One expert says they could be particularly problematic this spring for drought-stressed trees.
"Trees can take being defoliated for two years in a row and that third year can kill the tree," said Heather Faubert, who runs the Plant Protection Clinic at the University of Rhode Island. "It can vary by site and tree species, but that's a rule of thumb. In a drought situation, trees just aren't going to be able to survive as well."
The moths were found last year in Long Island, New York, southeastern Connecticut, most of Rhode Island, eastern Massachusetts and along the New Hampshire and Maine coasts. They have also been found in Oregon and Washington.
Entomology specialist Tawny Simisky describes the moths as "pesky critters." The moths were found in the Boston area earlier in November, added Simisky, of the UMass Extension Landscape, Nursery and Urban Forestry Program.
Some homeowners wrap sticky bands around their trees this time of year to trap the moths and stop the females from laying their eggs in the bark. It's questionable whether that works.
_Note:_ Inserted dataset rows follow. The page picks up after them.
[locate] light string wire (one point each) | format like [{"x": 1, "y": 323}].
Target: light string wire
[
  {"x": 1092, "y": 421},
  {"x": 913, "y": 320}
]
The moths will lay their eggs right below the band and many can make it across the bands, Faubert said. The larvae also blow in the wind in the spring and move between trees. Horticultural oil spray applied in the late winter or early spring can be used to kill the eggs, Faubert added. Only the males fly.
Joseph Elkinton, an entomology professor at UMass Amherst, is trying to combat the problem by releasing a parasitic fly that lays its eggs on tree leaves.
When the winter moth caterpillar eats the eggs while eating the leaves, the eggs hatch inside the caterpillar and the fly larva eat it from the inside out. Elkinton said he has released a few thousand flies annually in 41 locations in New England, starting in 2005.
The method has led to a significant decline in winter moths in Wellesley, Massachusetts, and the same technique worked in Nova Scotia in the 1950s, he said.
"It takes time for the flies to catch up with the literally billions of winter moths out there," Elkinton said. "There's no reason it shouldn't work here and the data suggests we're on the verge of doing so."
Each female winter moth lays about 250 eggs and there can be 100,000 caterpillars per tree in areas with heavy winter moth outbreaks, he added.